My mother digs out an ancient cassette tape of Chanukah songs and we sing along, stamping our feet and clapping. I don’t remember ever learning the Hebrew words, I just absorbed them. Maoz Tzur (meaning “rock of my salvation”) is the one sung straight after the candles are lit. One year my father invented a second verse in English: “We don’t know the second verse – we never have and we never will. So we only sing the first, we sing it loud and we sing it still!” That was twenty years ago. Today, every one of my relatives knows it and sings along.
So too, now, do my stepdaughters. Chanukah might not be their festival by blood, but it is part of our family and so are they. They sing songs about making latkes and spin dreidels with my little cousins under the feet of adults balancing plates of salt beef and apple sauce. They understand about lighting an extra candle each night, and why. They know the story of Judah Maccabee and the miracle of the oil lasting for eight days, which is why there are eight nights of Chanukah.
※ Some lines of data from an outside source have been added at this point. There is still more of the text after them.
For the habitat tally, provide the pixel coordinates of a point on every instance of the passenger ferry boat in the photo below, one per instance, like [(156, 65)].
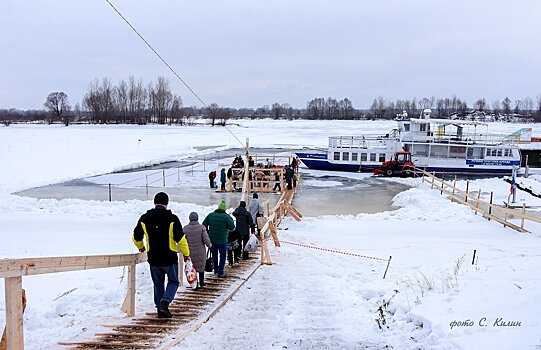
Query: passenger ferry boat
[(436, 145)]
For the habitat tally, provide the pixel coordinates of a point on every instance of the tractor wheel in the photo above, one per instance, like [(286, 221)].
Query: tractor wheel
[(408, 172)]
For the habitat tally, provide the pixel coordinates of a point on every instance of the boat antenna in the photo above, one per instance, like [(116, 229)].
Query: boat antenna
[(170, 68)]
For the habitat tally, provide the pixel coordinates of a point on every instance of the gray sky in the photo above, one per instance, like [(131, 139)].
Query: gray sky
[(250, 53)]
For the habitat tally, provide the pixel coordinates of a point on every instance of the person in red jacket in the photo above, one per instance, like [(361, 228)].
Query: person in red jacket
[(163, 232)]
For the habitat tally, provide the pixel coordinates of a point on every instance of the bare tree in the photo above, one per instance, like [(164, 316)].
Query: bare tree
[(480, 104), (506, 105), (57, 104)]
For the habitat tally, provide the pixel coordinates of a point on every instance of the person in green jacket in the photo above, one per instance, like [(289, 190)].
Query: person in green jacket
[(218, 224)]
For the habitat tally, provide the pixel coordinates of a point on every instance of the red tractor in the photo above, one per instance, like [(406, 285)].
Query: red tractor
[(400, 165)]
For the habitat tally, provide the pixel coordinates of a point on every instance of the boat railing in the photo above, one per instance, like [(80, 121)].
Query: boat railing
[(467, 138), (355, 142)]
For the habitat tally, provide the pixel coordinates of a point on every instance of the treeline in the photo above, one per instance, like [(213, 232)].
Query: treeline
[(134, 102), (455, 107)]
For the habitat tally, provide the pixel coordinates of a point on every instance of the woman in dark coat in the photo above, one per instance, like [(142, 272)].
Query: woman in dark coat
[(244, 224), (197, 237)]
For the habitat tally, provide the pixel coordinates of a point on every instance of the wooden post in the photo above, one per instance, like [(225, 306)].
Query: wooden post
[(129, 302), (14, 313), (507, 207), (146, 184), (490, 205), (523, 213), (454, 186), (387, 268), (477, 203)]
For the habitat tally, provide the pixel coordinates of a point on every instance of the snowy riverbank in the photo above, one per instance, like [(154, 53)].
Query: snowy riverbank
[(307, 298)]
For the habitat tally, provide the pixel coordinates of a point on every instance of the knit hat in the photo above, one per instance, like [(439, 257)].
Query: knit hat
[(222, 205), (161, 198)]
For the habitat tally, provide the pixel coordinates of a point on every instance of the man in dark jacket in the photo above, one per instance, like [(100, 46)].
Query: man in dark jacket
[(222, 179), (244, 224), (212, 177), (218, 224), (163, 232)]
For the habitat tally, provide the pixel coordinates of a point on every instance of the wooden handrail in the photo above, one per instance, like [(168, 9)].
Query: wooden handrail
[(467, 199), (37, 266)]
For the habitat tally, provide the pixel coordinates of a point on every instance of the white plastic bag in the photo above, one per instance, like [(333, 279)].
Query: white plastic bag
[(191, 274), (252, 244)]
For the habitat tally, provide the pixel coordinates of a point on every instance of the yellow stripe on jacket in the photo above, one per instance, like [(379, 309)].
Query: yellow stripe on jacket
[(182, 244)]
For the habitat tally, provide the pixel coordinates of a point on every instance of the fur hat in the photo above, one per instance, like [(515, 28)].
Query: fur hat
[(161, 198), (222, 205)]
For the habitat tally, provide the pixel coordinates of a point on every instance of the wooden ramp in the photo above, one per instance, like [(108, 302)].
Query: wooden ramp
[(190, 308)]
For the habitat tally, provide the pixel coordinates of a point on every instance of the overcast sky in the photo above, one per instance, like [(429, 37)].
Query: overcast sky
[(251, 53)]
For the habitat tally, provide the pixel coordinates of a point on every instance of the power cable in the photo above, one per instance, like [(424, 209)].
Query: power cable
[(171, 68)]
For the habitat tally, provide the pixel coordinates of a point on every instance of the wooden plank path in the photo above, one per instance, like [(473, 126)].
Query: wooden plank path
[(190, 308)]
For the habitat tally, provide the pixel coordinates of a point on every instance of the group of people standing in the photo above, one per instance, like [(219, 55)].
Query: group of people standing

Do they believe it? Did I ever believe it? It doesn’t matter. They already get two Christmases. Why shouldn’t they have Chanukah too?
And why shouldn’t I have Christmas? Last year we made it to my husband’s parents – just. Omicron was raging so we isolated beforehand, turning down invitations for parties and bringing Covid tests with us, just in case. Boxing Day was spent on an emergency dash to a PCR testing centre in a car park in Gloucester. This year should hopefully be smoother. We’ll be driving up to see them again, girls in tow with a car full of presents and wine. I have been looking forward to my mother-in-law’s bread sauce for months. But we’ve already started celebrating – making decorations with the children, going to the South Bank Christmas market for mulled cider. On Monday we attended the carol service at St Bride’s Church on Fleet Street, hosted by the Journalists’ Charity, and I listened to my husband, an erstwhile choral scholar, belt out Good King Wenceslas and Come All Ye Faithful. Then we went home and lit the Chanukah candles.
The year we got the tree my old university housemate sent me a present: a bauble, hand-made of glass, with a menorah painted on in gold glitter. Her way of helping me make Christmas my own. Chanukah moves according the lunar calendar; this year the last night is Christmas Day. We still have presents to wrap. One evening this week I will light the candles and sing Maoz Tzur. My husband has learnt the improvised second verse and will sing too. Then he’ll make me latkes (his own controversial recipe, using sweet potato) and I’ll get out the wrapping paper and put on White Wine in the Sun. Maybe I do like Christmas after all. It’s sentimental I know, but I just really like it.